Setting up Automatic Alerting in Your Unix Environment
by
Marion Bates <mbates at whoopis.com>
with much help from William Stearns <wstearns at pobox.com>
Latest revision: January 26, 2001
Introduction
System administrators are often faced with the burden of watching their networks
for potential security breaches and other critical events. Usually this is achieved
simply by analyzing log data on a regular basis, but what happens after hours
can be a real problem. No one can watch the logs 24 hours a day.
Administrators need a way to know if an important event has occurred, and they
need to know immediately. An automated monitoring system would fulfill this need.
Automatic alerting options can include:
- Send e-mail
- Send a message to the admin's cellular phone (if service and phone include
text messaging capability)
- Send a message or code to the admin's numeric pager
What you need to get started:
- Syslogd -- handle logging of traffic
- Swatch (Simple Watcher) -- parses logs and takes actions based on log content
- Chat -- a program included with most *nix distributions to dial a modem
- Modem -- for calling a pager (this is a good use for that old 14.4K)
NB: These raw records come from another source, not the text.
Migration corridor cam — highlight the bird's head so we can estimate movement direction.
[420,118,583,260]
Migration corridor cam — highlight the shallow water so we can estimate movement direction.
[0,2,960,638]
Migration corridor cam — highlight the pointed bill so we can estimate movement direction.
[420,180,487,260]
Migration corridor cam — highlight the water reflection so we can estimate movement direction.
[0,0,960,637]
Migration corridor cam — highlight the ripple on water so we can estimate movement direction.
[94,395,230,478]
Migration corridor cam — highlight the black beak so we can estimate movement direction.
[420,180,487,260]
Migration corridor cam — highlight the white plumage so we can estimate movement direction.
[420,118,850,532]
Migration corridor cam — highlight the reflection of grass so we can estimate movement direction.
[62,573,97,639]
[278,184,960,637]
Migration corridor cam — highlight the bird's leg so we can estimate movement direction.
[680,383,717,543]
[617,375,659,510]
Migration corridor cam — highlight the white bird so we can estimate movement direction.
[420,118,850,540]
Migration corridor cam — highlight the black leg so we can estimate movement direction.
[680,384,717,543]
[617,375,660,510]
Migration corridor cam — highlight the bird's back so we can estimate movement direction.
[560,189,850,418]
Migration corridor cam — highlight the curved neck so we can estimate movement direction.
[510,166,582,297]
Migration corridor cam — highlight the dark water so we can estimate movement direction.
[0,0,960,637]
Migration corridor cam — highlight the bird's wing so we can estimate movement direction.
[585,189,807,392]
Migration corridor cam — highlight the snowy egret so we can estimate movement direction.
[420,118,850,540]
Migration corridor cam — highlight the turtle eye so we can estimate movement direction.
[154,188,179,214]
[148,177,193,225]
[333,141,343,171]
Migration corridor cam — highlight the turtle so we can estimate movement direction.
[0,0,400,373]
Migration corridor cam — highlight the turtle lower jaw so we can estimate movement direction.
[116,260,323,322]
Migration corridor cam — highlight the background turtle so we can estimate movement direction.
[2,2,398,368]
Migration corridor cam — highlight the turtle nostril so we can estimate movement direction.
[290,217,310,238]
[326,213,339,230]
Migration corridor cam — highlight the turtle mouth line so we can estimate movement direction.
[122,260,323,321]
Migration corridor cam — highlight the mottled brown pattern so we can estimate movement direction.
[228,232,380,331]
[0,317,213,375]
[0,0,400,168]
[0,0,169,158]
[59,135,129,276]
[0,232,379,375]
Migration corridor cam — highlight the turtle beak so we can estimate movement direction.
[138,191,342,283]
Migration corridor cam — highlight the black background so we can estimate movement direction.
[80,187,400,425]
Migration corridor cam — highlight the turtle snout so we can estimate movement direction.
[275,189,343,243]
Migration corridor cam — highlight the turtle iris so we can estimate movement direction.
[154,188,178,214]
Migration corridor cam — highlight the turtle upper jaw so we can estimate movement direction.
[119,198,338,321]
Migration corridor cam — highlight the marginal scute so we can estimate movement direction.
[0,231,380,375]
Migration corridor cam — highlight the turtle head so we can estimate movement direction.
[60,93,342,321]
- NTP (Network Time Protocol) -- not required but recommended for time synchronization
across the network
Syslogd
Syslogd, included in all distributions, allows an administrator to not only log
traffic on the local host, but also to have a centralized logging server for
the whole network, which is ideal for using Swatch. Such a server can be set
up by adding "*.* @ip_of_logging_host" in the syslog.conf file on each
host to be logged, and specifying the "-r" option (for "receive")
when calling syslogd on the logging server. The end result is that each host
logs its traffic to its own log directory, as well as to the logging server.
You can test the configuration by entering "logger x" at the command
line of each host, which should write x to the log. A more detailed explanation
of the syslog setup, along with examples, is included at the end of this document.
Check the man pages for further details on syslog and syslogd.
NTP
A helpful accessory to this setup is to use NTP (Network Time Protocol) to synchronize
time between the logging host and network clients, thus increasing the accuracy
and precision of your log data. A typical NTP setup includes configuring a master
server to syn with two off-site NTP servers, then other local hosts feed off
of that. You'll need to open the NTP port (UDP/123). See <http://www.tcp-udp.net/NtpUsage/> for
details.
Swatch
Swatch is a program which can actively monitor log messages as they are written
to file via the UNIX syslog utility. Swatch consists of a configuration file,
a library of actions, and the controlling program. It can be configured to watch
for user-specified patterns and take action based on the occurrence of those
patterns (e.g., send email to an address whenever the system is rebooted). This
capability makes Swatch an attractive tool for 24-hour security monitoring.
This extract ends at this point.